A SAIL (single alternative inspection location) address is an optional address where a company can keep some or all of its statutory records for inspection purposes. This can be ideal if your registered office is not conveniently placed for inspection purposes or you use your home address as a registered office and you don’t want strangers coming into your house. It’s usually just HMRC that asks to inspect company records but, nevertheless, some of us are a bit funny like that.
This is a professional contact address that you can give to clients, suppliers, service providers, banks and other contacts. You can use any address you like, in fact, you can have multiple business addresses if you want to establish and grow your business in different parts of the UK or overseas. Unlike a registered office, a business address doesn’t have to geographically restrict your company to one place.
This is exactly what you think it is – the place where your main business activities are conducted. It’s also where most businesses keep their stock, equipment and assets. There is no need to disclose this address to anyone, unless it is the same as one of the aforementioned company addresses.

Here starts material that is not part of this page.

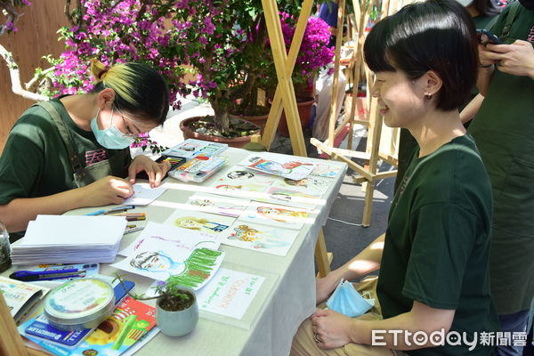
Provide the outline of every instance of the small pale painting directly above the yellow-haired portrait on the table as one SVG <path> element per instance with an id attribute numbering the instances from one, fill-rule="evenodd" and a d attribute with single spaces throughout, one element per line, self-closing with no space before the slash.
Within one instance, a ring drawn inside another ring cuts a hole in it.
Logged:
<path id="1" fill-rule="evenodd" d="M 238 217 L 250 203 L 248 199 L 196 193 L 187 200 L 190 211 Z"/>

While it’s easy for a non-UK resident to register a limited company in the UK, opening a business bank account is a little more complicated. It is not a legal requirement to have a separate bank account for your limited company but it is an absolute necessity from a practical standpoint – without a business bank account, it will become increasingly challenging to manage your accounting records and distinguish your personal finances from your company’s finances. It’s far easier to avoid accounting errors than it is to rectify them.
There are a couple of feasible options for non-UK residents: you may be eligible for a business bank account in the UK from Lloyds Bank or Barclays International; or you could open an overseas bank account by having your company formation documents legalized.
Banks conduct routine credit checks on all business bank account applicants to verify their suitability. These checks require photographic ID and proof of a UK address, both of which must be presented in person. Lloyds Bank may allow you to open an account if at least one of the account signatories lives in the UK. Barclays International may offer you an account if you can provide an initial security deposit.
Suitable for limited companies with at least one UK-resident director. Applications can be made online or by telephone. The UK director must present photographic ID and proof-of-address documentation in a Lloyds branch. Overseas company owners and account signatories must send copies of their photographic ID and proof-of-address documents.
Suitable for limited companies registered in the UK with all non-UK resident shareholders and directors. To satisfy the requirements of the bank, the shareholders of the company must travel to the UK to meet with an HSBC representative.
Suitable for companies with no UK-resident directors or shareholders. Applications must be made through Barclays International in the Isle of Man. In most cases, a deposit of £10,000 is required for the first month after account activation.
UK public documents can be legalised by a UK public official to confirm their authenticity for official use in any county that is party to the 1961 Hague Convention. Once legalised, an Apostille Certificate will be issued to prove the genuineness of each document.
If you wish to open a business bank account in your country of residence, you will have to obtain an Apostille for your Certificate of Incorporation and the Memorandum and Articles of Association. Overseas banks and authorities will require these certificates as evidence of the legal existence of your UK company.
You can get these documents legalised by a Notary (ie a qualified lawyer specialising in Notarial Practice) who will sign your company documents and liaise with the Foreign and Commonwealth Office in London to obtain the Apostille Certificates. Alternatively, you can apply online through the Legislation Office.